Przywódca Korei Północnej Kim Dzong Un ma wkrótce udać się z wizytą do Rosji - poinformował prezydent Korei Południowej Mun Dze In. Z kolei prezydent Chin Xi Jinping ma odwiedzić Koreę Północną.

Prezydent Mun poinformował o planach wizyt przywódców Korei Płn. i Chin podczas posiedzenia rządu dzień po wizycie sekretarza stanu USA Mike'a Pompeo w Pjongjangu i Seulu.

Mun pozytywnie wypowiedział się na temat swego niedzielnego spotkania z Pompeo, mówiąc, że stworzyło ono warunki, które umożliwią zorganizowanie wkrótce kolejnego szczytu między Kimem a prezydentem USA Donaldem Trumpem i pomogą w denuklearyzacji Półwyspu Koreańskiego - informuje agencja Reutera.

Północnokoreańskie media państwowe poinformowały, że Korea Północna i Rosja zgodziły się zorganizować w tym roku szczyt po spotkaniu Kima z rosyjskim ministrem spraw zagranicznych Siergiejem Ławrowem w Pjongjangu. W tym roku północnokoreański przywódca trzy razy podróżował do Chin, aby spotkać się z Xi.

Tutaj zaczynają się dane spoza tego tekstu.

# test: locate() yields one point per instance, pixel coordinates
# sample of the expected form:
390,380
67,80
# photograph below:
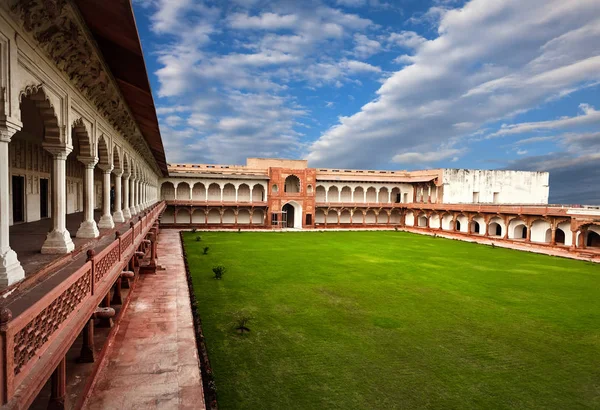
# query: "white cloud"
589,116
265,21
426,156
489,61
351,3
364,47
408,39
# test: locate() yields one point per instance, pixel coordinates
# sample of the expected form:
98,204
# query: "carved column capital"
89,162
106,168
8,128
58,151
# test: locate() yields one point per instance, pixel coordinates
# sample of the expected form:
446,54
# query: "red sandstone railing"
35,341
197,202
476,208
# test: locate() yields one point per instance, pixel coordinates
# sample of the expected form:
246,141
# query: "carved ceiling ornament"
54,24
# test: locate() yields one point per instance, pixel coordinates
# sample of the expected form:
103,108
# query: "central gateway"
293,212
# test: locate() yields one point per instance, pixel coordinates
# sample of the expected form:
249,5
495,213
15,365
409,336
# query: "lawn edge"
208,381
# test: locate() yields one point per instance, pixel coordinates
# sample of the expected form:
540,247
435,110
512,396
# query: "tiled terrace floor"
154,362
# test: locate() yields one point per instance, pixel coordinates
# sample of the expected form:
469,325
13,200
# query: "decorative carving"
126,240
37,94
29,340
57,27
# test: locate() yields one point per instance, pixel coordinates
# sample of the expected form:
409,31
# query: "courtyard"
373,320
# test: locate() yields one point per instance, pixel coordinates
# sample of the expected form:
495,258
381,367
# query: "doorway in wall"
18,185
289,210
43,198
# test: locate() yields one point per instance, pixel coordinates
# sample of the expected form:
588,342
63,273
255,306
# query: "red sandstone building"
77,122
276,194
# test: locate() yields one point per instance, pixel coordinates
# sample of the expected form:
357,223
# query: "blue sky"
382,84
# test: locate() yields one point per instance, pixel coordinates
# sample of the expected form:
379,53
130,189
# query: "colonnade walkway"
154,361
26,239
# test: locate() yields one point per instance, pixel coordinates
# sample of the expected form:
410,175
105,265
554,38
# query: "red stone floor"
153,363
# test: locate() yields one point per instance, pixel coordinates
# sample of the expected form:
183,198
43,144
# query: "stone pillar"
58,240
118,214
11,270
126,209
132,210
106,221
136,195
58,387
146,194
141,204
88,228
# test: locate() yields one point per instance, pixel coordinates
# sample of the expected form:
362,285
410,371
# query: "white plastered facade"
50,133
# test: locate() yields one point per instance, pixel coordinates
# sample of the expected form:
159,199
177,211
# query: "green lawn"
392,320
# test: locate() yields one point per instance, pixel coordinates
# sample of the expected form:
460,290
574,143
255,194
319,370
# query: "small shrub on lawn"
241,322
219,271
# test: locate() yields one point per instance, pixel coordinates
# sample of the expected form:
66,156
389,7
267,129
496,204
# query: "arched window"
292,184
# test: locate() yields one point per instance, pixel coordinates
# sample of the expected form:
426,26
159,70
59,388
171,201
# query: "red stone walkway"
154,362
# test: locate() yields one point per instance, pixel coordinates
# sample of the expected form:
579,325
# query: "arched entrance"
294,214
593,240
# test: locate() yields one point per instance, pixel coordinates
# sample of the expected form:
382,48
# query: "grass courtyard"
392,320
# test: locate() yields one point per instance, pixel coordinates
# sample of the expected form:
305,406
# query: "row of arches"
347,216
540,230
52,170
537,231
360,194
221,216
200,191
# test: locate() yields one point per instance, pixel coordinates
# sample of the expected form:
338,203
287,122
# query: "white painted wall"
514,187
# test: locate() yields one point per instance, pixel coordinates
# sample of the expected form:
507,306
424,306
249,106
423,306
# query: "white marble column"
126,210
11,270
132,210
88,228
106,221
136,197
118,214
58,241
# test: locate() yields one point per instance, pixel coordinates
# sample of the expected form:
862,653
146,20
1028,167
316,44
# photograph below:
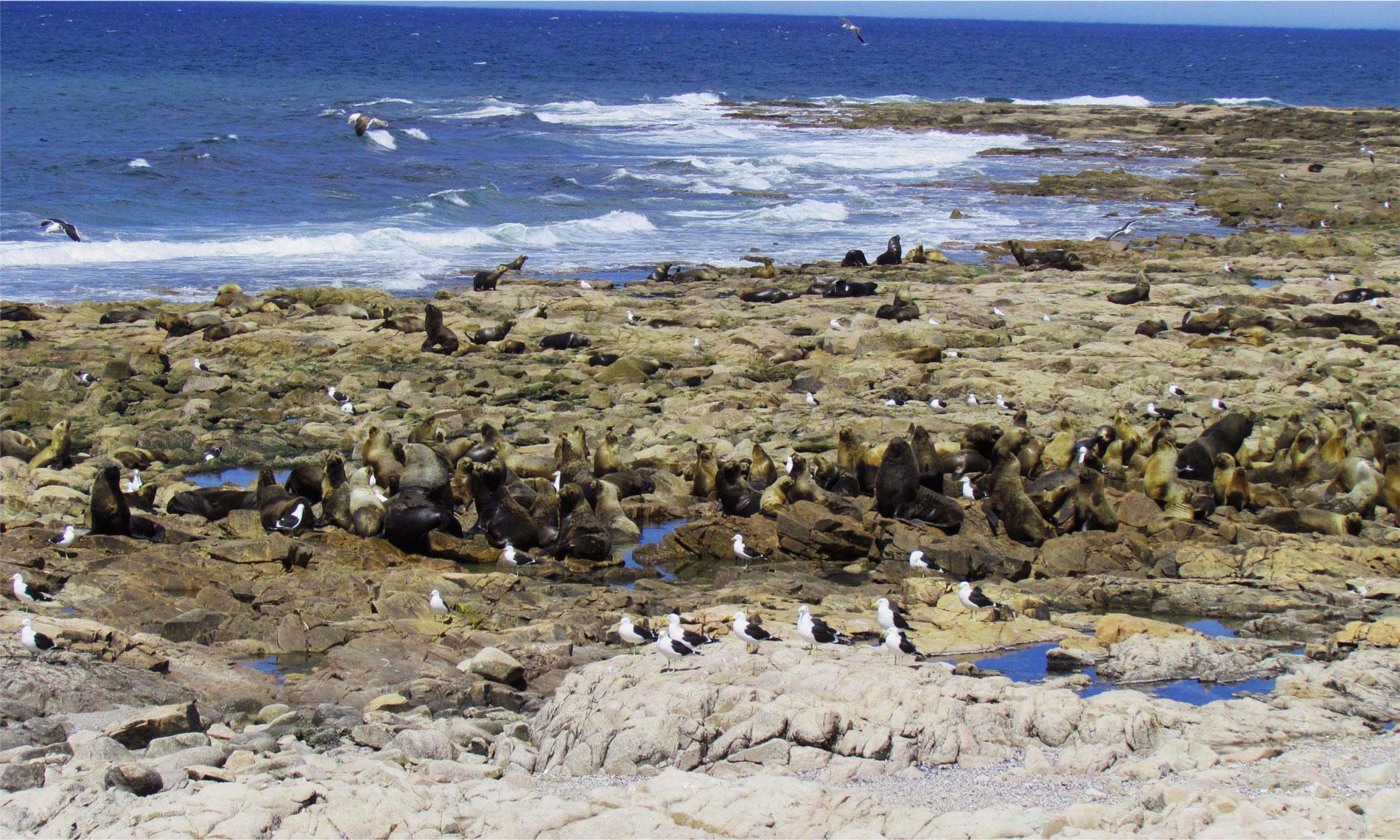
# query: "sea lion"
569,340
56,451
892,253
1230,483
1358,295
605,455
1140,292
1197,460
275,503
493,334
377,451
580,533
440,339
706,472
306,480
365,508
612,517
762,471
902,309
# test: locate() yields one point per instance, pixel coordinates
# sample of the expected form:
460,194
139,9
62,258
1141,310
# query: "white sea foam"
381,138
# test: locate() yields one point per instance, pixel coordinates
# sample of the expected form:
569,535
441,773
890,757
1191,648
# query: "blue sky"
1342,14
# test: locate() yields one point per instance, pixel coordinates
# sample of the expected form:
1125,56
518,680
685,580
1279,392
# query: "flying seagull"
853,29
54,225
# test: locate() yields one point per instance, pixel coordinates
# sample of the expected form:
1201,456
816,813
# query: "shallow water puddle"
239,476
279,665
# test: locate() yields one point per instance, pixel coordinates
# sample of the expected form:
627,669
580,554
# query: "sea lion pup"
493,334
424,471
486,280
335,493
306,480
365,508
706,472
762,471
902,309
499,514
1309,521
892,252
530,466
440,339
275,503
1140,292
580,533
545,513
569,340
1059,452
14,444
612,517
1087,507
1197,460
605,455
737,496
1358,295
56,451
1230,483
377,451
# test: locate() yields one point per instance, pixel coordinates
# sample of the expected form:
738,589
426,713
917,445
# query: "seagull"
34,642
681,634
854,29
363,122
742,553
815,631
65,539
631,634
889,616
751,631
511,558
972,597
1124,228
54,225
673,650
26,592
897,643
292,519
1155,412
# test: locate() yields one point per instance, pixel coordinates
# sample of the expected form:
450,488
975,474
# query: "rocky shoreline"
253,670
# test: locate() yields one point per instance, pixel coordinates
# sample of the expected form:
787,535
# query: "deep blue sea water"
202,143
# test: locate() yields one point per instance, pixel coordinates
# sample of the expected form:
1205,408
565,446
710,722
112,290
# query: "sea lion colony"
695,409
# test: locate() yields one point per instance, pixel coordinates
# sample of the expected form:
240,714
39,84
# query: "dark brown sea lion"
440,337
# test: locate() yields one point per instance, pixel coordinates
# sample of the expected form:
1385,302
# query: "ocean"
195,144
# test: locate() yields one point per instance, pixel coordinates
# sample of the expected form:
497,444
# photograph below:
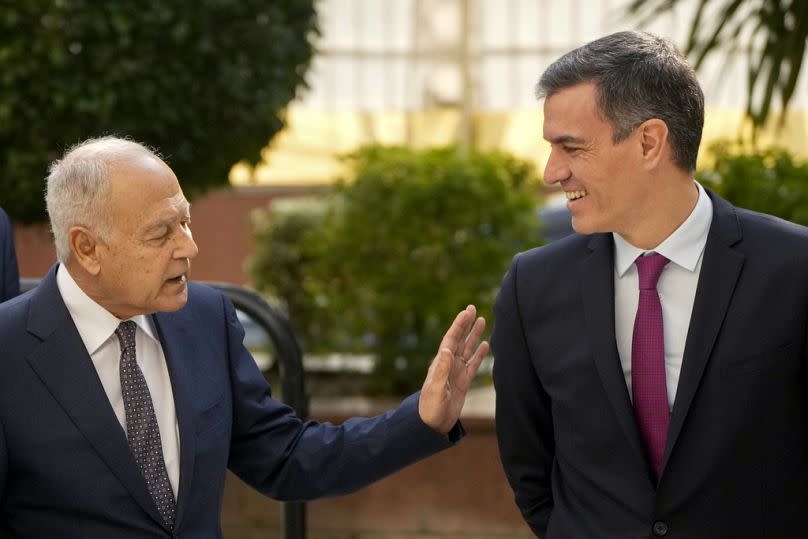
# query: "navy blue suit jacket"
736,459
65,466
9,273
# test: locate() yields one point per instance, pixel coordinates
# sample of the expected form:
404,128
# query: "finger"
476,360
473,338
457,332
438,372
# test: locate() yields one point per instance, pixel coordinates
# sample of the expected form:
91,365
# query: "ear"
84,245
654,141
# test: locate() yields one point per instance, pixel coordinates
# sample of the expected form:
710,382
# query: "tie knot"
126,334
650,268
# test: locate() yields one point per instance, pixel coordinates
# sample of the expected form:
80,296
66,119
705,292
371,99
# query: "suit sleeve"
3,462
9,274
289,459
523,410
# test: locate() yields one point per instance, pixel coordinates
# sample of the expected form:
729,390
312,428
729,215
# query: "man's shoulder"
560,251
204,299
771,231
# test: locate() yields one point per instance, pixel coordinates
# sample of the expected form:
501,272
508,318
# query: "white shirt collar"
94,323
683,247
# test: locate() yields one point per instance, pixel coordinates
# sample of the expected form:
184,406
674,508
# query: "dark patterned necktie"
141,426
648,383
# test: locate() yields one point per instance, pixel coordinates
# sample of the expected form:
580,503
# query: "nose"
556,169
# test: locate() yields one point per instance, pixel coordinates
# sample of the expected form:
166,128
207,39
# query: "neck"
669,205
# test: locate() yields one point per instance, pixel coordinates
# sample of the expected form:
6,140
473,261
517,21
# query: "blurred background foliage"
774,31
205,81
384,263
769,180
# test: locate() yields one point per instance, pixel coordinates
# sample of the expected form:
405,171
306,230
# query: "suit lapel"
179,348
597,289
62,363
720,269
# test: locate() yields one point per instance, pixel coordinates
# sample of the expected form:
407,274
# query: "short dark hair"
638,76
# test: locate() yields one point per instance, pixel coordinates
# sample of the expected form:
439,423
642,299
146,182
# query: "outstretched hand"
450,374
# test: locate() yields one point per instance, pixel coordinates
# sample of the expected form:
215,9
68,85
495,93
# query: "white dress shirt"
676,286
97,327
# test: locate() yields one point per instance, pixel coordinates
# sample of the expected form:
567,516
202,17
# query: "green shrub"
770,181
389,258
206,82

Negocjacje na temat likwidacji koreańskiego arsenału nuklearnego rozpoczęły się po 12 czerwca, gdy w Singapurze odbył się historyczny szczyt Trump-Kim. Północnokoreański przywódca zobowiązał się wówczas do starań o całkowitą denuklearyzację, a Trump do udzielenia Pjongjangowi gwarancji bezpieczeństwa. W dokumencie nie sprecyzowano wówczas, o jakie gwarancje chodzi, ani nie podano konkretnego harmonogramu likwidacji północnokoreańskiego arsenału jądrowego.